Now, as I write this, that makes me feel more comforted...last night, it did not, I was a little fearful of him, of his inexperience, but only a little. I felt confident I could make it stop if I really needed to. I hoped I could.


Laying face down I was aware that there were tears on my face, that I was crying...I didn't like this anymore, but I was willing to lay there, to wait while he moved around the room doing something, gathering something..."come here".


He sat on the edge of the bed, vibrator in his hand, I crawled to him, knelt between his legs. He pulled me to him and I began to lick his balls, suck them into my mouth one, two. I found his arsehole and licked (this is not my favourite things but I knew he liked it, I knew he liked me to play with his arse..). He handed me the vibrator, "push it in my arse". I did. "suck my cock"...I did..."you dirty little slut"..I sucked him until he came in my throat. My face was covered in his cum..it was in my hair, oozing out the corners of my mouth.

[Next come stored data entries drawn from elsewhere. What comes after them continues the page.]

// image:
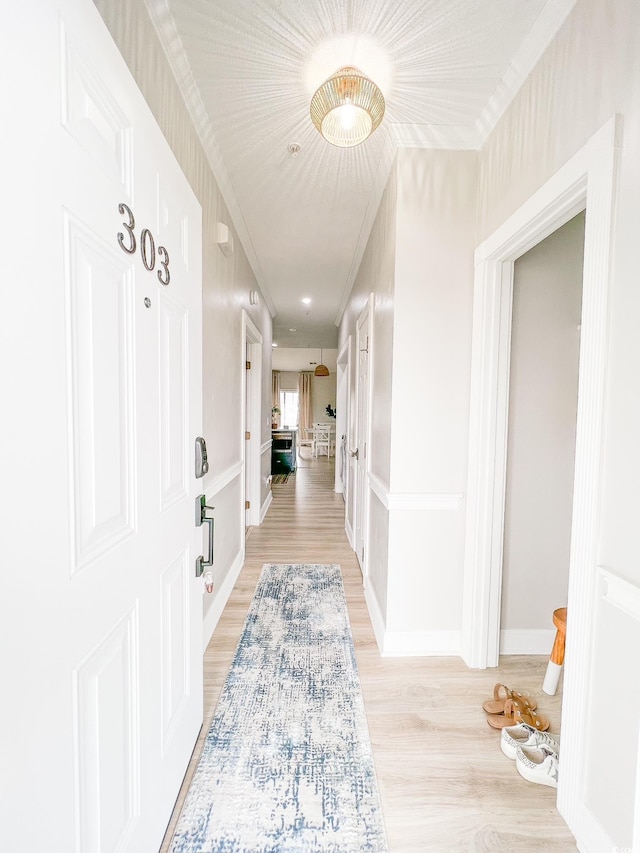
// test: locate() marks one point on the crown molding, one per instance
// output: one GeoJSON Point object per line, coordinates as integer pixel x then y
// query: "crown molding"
{"type": "Point", "coordinates": [164, 25]}
{"type": "Point", "coordinates": [449, 137]}
{"type": "Point", "coordinates": [549, 21]}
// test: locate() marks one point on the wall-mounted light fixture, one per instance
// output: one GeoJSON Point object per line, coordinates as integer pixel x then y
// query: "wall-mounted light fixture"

He flipped me around and began to finger fuck me, he had fingers and thumbs in each of my holes and one on my clit..he fucked me slowly and then hard, he brought me to the edge. His cum on my face and in my hair. He pushed another vibrator into my pussy, your pussy Daddy, wet and dripping and needing to cum, needing reward for my use. He twisted it round and pushed it against my rim...almost instantly I came and came hard. I thought I'd come hard and loudly in the past, but this was another ball game. Wave after wave, I think you must have heard me scream from there Daddy.


He picked me up afterwards and held me until I fell asleep covered in his cum, in my wetness.


I didn't know who this man was until then, until he held me. I didn't know him like this!..He has hit me before with the flogger, he has fucked me hard before, but until last night, I don't think he's ever really used me. I felt disregarded, little, objectified. I felt like shit. and I don't think I liked it...not from him.


I will have my white panties, the ones I bought without your approval clean and ready as you wished. Thank you for your email..I woke this morning aware I didn't have any instruction for today. So I logged on. I am getting a feeling that you won't forget me.